D2Cから卸売まで、 オムニチャネル はデータドリブンでよりパーソナライズされたものに
オンライン卸売マーケット、フェアー(Faire)やロンドンのコンセプトストアであるローンデザインクラブ(Lone Design Club)などの企業は、戦略的な意思決定を推進するためにデータを活用する傾向が高まっている。
データ分析で店舗の最適化を図るローンデザインクラブ
ローンデザインクラブは、データ分析を活用して、客足、店舗ごとの販売データ、地元の顧客層を分析することにより、店舗面積を最適化している。
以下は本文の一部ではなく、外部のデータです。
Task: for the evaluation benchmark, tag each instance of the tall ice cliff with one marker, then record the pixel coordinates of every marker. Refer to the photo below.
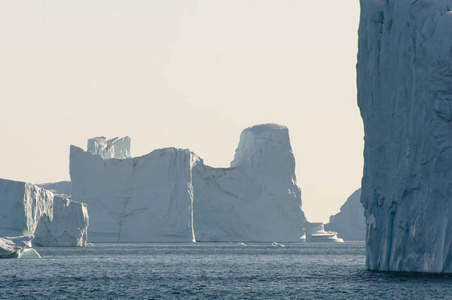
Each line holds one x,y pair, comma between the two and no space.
404,77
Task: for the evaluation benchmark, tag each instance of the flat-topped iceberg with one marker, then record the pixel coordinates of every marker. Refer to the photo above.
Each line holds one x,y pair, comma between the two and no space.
26,209
112,148
141,199
170,195
404,75
257,198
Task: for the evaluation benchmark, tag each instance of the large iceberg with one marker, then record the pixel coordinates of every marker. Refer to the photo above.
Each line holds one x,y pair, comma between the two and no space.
26,209
170,195
350,223
257,198
141,199
404,76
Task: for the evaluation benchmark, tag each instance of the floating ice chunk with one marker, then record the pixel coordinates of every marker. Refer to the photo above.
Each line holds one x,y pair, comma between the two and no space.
114,148
140,199
404,80
257,198
17,247
29,253
26,209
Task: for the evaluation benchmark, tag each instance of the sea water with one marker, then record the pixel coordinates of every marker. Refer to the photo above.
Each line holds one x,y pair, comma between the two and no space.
211,271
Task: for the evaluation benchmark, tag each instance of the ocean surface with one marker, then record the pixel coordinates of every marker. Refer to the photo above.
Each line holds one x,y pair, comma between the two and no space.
211,271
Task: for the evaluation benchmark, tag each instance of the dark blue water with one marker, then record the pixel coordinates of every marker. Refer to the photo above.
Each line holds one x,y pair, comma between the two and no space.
210,271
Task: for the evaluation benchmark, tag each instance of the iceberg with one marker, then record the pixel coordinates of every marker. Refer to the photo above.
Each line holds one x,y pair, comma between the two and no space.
112,148
62,188
17,247
26,209
257,198
141,199
404,79
69,226
349,223
170,195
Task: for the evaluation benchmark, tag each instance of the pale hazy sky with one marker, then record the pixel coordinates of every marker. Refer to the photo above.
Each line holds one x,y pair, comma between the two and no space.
188,74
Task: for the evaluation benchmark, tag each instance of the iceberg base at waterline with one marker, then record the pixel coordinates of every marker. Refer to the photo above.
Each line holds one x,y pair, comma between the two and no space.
17,247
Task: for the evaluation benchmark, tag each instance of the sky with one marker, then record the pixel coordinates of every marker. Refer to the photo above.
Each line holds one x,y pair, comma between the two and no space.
185,74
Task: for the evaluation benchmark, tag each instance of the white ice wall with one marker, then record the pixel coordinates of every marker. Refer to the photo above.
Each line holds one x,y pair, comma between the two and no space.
404,94
257,198
112,148
141,199
26,209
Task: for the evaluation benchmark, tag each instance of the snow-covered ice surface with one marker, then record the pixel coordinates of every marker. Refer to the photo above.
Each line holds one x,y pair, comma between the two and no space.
26,209
12,247
69,226
257,198
60,188
17,247
112,148
404,75
141,199
349,223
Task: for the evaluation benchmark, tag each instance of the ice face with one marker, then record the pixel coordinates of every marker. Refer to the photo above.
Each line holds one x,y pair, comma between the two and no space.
350,223
257,198
114,148
26,209
17,247
169,195
141,199
404,76
69,226
11,246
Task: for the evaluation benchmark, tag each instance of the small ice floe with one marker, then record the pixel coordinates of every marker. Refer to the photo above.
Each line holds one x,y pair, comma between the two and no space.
17,247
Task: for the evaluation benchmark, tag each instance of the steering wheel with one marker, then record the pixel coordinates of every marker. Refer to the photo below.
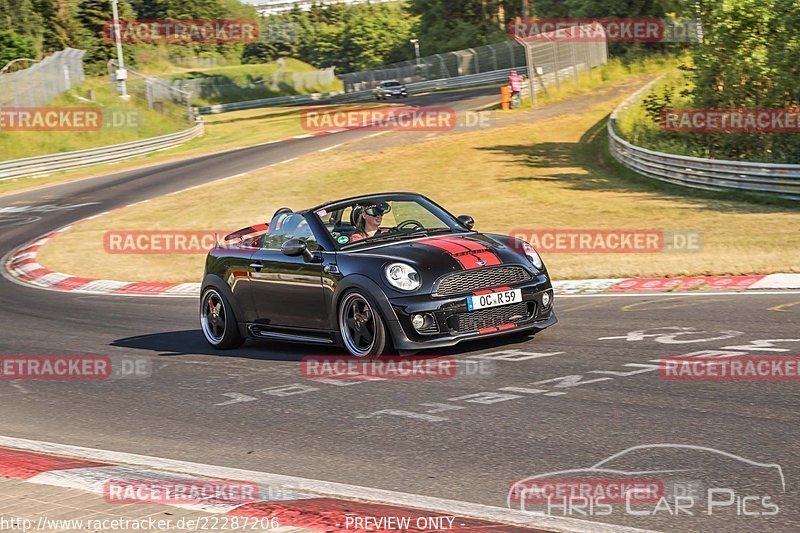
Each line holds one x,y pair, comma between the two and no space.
416,224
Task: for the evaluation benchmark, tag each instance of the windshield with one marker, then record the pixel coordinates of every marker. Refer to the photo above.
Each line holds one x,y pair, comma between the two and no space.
382,219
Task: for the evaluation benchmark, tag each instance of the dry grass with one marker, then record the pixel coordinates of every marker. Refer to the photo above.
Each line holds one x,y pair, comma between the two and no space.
549,172
223,132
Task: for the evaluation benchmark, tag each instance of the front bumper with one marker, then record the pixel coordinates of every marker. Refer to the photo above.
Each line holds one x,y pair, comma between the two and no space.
454,323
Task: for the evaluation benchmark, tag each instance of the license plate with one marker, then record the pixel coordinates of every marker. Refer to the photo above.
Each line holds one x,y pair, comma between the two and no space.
494,299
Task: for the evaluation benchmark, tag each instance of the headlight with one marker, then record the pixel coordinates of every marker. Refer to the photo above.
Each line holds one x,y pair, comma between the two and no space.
403,277
530,251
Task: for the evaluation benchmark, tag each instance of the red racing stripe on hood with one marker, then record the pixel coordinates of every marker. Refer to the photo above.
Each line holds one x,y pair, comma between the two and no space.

創業6年の同社は、英国を拠点とする数千のブランドに100のポップアップ用小売スペースを貸し出している。また、自社データインサイトに基づいて、店舗でのマーチャンダイジングも管理している。 ローンデザインクラブの創業者であるレベッカ・モルター氏は、2月27日にロンドンで行われたパネルディスカッションで、「我々はこれまで、当社のブランドに適した立地は明白で、顧客がどんな人かも理解していると思っていた」と語った。「ポップアップを何度も開催し、データを分析してわかったのは、(最適な場所は)キングスロードやメリルボーンのような人気の立地とは限らないということだった」。 モルター氏によると、店舗によってターゲットになる顧客層も異なるという。顧客データは、どこに店舗を出店すべきか、どの店舗を改装・閉店すべきか、また地域の好みに合わせた店舗レイアウトやブランドのあり方に活用されている。 「特定の顧客からの平均注文数を増やすことは、あらゆるところに進出しようとするよりも、ビジネスにとってはるかに価値がある」とモルター氏は言う。 ローンデザインクラブは、そのデータに基づいたインサイトをパートナーブランドやロンドン各地の貸主に提供している。
データで取り扱いブランドを支援するフェアー
米国、英国、欧州、オーストラリアで事業を展開し、8万5000以上のブランド顧客を抱えるフェアーの幹部によると、小売需要は時代とともに変化しており、関連データ分析はさらに細かくなっているという。 フェアーの国際事業責任者を務めるオリビエ・ブッフォン氏は、前述のパネルディスカッションで「北米を含むほかの地域と比べて、欧州では超ローカルブランドのニーズがはるかに高い」と話した。「欧州の小売業者にとって、買い物客のいる場所に密接したローカルブランドをより多く取り扱い、残りの10~20%を国際的なブランドが占めるというのは、非常に成功している」。 ブッフォン氏によると、フェアーはブランドデータとパーソナライゼーションに基づき、商品の返品、柔軟な支払い、パーソナライズされた商品に関する意思決定で小売業者をサポートできるようになったという。また同社は、過去の販売実績、顧客行動、より広範な市場傾向に基づいて市場の需要を予測するためにデータを活用している。